Personal information
- Full name: Thomas William Sadler
- Born: 15 January 1892 Chesterton, Cambridgeshire, England
- Died: 20 January 1973 (aged 81) Brandon, Suffolk, England
- Batting: Right-handed
- Bowling: Left-arm (unknown style)

Domestic team information
- 1930: Wales
- 1930: Monmouthshire
- 1913–1927: Cambridgeshire

Career statistics
| Competition | First-class |
| Matches | 1 |
| Runs scored | 18 |
| Batting average | 18.00 |
| 100s/50s | –/– |
| Top score | 17 |
| Balls bowled | 93 |
| Wickets | 3 |
| Bowling average | 18.33 |
| 5 wickets in innings | – |
| 10 wickets in match | – |
| Best bowling | 3/55 |
| Catches/stumpings | 1/– |
- Source: Cricinfo, 30 August 2011

= Thomas Sadler (cricketer) =

English cricketer

Thomas William Sadler (15 January 1892 - 20 January 1973) was an English cricketer.
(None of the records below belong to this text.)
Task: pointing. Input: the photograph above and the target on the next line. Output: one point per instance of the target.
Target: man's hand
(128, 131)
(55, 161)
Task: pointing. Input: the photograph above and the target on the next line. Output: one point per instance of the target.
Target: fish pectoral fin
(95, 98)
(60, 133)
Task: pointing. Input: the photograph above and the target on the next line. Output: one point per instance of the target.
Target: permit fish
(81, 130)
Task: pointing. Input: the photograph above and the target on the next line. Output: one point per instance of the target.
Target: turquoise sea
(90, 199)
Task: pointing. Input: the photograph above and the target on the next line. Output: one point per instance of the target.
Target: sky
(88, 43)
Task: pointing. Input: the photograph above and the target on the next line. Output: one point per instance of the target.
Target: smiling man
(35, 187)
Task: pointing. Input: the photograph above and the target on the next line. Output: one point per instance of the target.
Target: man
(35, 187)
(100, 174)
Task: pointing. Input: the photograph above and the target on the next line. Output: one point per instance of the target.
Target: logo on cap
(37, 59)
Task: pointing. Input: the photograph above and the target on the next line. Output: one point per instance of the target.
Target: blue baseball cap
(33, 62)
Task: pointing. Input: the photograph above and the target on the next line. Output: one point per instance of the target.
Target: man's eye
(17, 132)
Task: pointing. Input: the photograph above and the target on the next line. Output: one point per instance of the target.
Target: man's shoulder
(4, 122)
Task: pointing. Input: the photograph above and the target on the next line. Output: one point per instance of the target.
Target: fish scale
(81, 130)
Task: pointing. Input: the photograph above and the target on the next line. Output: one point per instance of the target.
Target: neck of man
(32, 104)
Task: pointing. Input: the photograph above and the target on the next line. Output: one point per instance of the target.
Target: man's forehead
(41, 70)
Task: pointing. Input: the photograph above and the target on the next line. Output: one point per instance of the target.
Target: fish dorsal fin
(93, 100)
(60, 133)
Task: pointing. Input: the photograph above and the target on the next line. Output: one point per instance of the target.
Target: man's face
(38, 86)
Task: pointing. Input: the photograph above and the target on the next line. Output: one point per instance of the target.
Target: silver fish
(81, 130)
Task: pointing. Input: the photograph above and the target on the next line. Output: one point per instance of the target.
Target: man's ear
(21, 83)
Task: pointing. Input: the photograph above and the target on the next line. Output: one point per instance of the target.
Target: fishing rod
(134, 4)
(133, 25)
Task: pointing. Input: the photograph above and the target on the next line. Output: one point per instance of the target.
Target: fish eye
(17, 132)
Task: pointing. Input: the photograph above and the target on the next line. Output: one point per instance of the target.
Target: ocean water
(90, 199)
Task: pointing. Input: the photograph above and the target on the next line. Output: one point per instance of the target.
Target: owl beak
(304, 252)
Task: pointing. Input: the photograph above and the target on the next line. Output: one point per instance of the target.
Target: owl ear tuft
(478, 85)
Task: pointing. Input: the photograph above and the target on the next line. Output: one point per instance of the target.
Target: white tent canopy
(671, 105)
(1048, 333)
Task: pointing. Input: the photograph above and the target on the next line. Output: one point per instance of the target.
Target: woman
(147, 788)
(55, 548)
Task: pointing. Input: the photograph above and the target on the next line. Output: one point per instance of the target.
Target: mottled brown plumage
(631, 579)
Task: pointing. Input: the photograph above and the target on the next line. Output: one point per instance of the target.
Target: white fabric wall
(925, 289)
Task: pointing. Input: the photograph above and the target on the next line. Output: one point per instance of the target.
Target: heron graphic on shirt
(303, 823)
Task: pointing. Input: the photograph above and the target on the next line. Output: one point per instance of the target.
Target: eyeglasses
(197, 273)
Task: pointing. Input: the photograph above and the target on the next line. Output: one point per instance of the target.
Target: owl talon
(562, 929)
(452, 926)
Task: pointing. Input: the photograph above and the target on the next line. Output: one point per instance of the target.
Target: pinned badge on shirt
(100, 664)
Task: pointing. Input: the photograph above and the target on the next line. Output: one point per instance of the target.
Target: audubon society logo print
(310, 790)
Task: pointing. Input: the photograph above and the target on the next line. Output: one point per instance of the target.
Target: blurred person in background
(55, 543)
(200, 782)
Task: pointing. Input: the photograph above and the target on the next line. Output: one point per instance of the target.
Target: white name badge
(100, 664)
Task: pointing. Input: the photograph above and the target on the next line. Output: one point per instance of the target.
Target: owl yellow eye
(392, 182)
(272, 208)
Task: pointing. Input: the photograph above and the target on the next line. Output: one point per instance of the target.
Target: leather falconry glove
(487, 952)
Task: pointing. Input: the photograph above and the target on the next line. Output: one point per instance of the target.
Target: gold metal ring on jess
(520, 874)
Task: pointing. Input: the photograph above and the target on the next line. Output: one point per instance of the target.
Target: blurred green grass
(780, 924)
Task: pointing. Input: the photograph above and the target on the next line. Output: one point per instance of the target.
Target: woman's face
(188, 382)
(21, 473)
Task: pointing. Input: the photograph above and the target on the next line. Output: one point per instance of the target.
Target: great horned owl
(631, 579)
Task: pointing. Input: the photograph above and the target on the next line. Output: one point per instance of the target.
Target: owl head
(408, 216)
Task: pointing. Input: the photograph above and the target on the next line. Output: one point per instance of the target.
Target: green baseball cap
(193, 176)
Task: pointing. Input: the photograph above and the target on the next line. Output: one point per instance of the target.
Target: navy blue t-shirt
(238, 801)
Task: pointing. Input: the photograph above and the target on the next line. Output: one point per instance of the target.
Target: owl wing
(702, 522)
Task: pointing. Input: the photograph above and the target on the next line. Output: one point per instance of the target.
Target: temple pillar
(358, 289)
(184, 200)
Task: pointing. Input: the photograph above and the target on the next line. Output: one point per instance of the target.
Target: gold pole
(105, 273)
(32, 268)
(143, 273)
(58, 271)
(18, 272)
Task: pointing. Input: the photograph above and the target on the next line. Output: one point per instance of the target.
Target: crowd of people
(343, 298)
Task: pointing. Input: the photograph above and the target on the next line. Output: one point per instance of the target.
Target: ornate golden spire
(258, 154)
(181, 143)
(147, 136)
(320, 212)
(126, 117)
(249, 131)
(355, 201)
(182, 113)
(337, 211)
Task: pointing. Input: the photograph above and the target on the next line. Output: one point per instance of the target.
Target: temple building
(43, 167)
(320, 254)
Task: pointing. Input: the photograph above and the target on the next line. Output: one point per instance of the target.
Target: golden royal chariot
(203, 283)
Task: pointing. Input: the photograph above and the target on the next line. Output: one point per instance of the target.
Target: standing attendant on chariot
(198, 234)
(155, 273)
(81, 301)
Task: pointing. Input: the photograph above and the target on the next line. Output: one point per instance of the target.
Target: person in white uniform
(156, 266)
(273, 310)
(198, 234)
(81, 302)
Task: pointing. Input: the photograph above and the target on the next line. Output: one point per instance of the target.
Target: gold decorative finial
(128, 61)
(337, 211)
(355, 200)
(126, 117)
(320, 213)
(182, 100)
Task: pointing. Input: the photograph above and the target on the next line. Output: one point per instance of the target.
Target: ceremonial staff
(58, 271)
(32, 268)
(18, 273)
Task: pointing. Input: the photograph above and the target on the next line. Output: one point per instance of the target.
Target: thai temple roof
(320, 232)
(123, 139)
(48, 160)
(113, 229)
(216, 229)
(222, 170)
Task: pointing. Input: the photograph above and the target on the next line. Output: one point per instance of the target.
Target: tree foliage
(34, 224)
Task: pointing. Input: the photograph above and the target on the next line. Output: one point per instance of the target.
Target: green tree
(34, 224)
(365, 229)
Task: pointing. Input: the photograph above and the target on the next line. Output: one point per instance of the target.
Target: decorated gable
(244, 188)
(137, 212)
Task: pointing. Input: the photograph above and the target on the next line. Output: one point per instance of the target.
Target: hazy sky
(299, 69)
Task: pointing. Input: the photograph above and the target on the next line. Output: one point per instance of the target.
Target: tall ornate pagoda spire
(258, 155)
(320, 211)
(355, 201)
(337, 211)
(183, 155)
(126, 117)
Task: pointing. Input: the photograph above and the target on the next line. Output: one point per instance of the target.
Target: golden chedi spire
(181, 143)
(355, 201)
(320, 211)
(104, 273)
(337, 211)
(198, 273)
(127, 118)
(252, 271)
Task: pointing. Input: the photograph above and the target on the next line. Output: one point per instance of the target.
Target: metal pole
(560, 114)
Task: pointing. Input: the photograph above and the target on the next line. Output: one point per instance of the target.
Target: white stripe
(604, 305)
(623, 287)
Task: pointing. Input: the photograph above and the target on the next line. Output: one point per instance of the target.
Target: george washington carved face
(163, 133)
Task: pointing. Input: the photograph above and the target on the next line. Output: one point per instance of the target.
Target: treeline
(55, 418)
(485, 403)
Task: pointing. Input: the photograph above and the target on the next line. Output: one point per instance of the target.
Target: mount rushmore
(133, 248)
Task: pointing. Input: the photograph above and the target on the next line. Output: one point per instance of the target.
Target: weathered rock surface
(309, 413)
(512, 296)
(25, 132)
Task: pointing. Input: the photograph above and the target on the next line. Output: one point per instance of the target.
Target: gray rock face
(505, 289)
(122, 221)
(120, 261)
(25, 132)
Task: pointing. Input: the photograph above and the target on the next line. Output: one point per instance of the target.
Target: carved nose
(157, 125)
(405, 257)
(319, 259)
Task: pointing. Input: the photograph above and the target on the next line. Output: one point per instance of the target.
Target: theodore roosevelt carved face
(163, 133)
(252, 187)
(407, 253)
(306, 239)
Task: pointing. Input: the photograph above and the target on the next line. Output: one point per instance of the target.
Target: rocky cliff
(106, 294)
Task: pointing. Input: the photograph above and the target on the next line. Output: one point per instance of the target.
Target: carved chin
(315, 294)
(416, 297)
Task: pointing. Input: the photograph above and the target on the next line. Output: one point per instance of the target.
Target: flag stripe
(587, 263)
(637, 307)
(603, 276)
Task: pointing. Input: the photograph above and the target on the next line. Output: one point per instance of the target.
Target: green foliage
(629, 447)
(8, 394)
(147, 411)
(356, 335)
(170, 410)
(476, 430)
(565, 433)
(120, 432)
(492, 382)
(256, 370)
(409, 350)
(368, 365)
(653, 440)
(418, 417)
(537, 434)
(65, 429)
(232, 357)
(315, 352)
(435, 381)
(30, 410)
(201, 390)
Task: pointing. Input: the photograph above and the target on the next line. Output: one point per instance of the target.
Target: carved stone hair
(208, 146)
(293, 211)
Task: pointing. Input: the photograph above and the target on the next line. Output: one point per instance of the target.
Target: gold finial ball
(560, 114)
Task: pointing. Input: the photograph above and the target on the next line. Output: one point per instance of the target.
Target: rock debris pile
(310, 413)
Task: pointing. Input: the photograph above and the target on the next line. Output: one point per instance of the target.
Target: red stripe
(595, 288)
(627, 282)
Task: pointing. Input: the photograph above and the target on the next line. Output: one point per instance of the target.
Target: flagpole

Sadler was a right-handed batsman who was a left-arm bowler, although what style he bowled is unknown. He was born in Chesterton, Cambridgeshire.

Sadler made his debut for Cambridgeshire in the 1913 Minor Counties Championship against Durham. He played Minor counties cricket for the county from 1913 to 1927, playing infrequently and making 20 appearances. In 1930, he joined Monmouthshire, making four appearances for the county in that seasons Minor Counties Championship. During his career he played a single first-class match for Wales against the Marylebone Cricket Club in 1930. In the Marylebone Cricket Club's first-innings he took 3 wickets for the cost of 55 runs. In Wales first-innings, he ended unbeaten on 1, and when they followed-on in their second-innings he scored 17 runs before being dismissed by Sid Pegler.

He died in Brandon, Suffolk on 20 January 1973.